Men zal het deze legislatuur al wel voorbereiden. Dat is toch hoe ik het begrijp, als u zegt dat we absoluut een tijdspad nodig hebben, dat het geen tien jaar mag duren. Eigenlijk zegt u dat u in de volgende legislatuur normaal gezien naar de invoering van een kilometertaks gaat. Dat vind ik heel opmerkelijk, maar het is eerlijk. Het heeft op zijn minst het voordeel van de eerlijkheid, dat u zegt dat u dat eigenlijk een goed idee vindt, maar dat u het deze legislatuur nog niet durft te doen, dat u het de volgende legislatuur wel zult doen, maar dat u er nu wel al zult aan beginnen.

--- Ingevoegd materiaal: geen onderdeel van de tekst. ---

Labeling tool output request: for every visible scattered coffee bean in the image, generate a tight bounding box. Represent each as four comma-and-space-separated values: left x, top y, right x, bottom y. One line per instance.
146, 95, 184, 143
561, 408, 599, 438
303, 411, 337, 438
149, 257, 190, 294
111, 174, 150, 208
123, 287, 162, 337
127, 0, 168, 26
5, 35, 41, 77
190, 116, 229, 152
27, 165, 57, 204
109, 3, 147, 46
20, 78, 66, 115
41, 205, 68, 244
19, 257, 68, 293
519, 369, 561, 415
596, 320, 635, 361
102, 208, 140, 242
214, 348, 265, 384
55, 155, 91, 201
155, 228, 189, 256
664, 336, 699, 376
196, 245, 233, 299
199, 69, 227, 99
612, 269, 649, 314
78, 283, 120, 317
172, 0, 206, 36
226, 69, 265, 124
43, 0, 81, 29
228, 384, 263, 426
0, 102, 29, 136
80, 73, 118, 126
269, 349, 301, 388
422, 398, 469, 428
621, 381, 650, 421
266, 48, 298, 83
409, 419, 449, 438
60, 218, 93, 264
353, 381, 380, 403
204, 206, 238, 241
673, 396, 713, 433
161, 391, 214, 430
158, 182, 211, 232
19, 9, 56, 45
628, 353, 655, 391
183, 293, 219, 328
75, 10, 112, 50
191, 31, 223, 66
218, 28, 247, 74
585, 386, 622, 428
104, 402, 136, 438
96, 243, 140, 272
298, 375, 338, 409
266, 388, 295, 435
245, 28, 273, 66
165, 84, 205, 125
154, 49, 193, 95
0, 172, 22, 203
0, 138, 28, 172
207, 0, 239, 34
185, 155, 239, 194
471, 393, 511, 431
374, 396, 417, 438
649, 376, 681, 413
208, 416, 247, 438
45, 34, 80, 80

Minister, u zegt dat u tegen de stadstol bent. Ik citeer gewoon uw interview. De journalist heeft gevraagd: een stadstol is dus voor u niet uitgesloten? Dat ging niet over het initiatief van Brussel, maar over het concept, het principe. U antwoordde nee. Ofwel bent u verkeerd gequoteerd – maar normaal gezien mogen we dat soort zaken nalezen – ofwel komt u daarop terug vandaag en dan is dat wat mij betreft genoteerd.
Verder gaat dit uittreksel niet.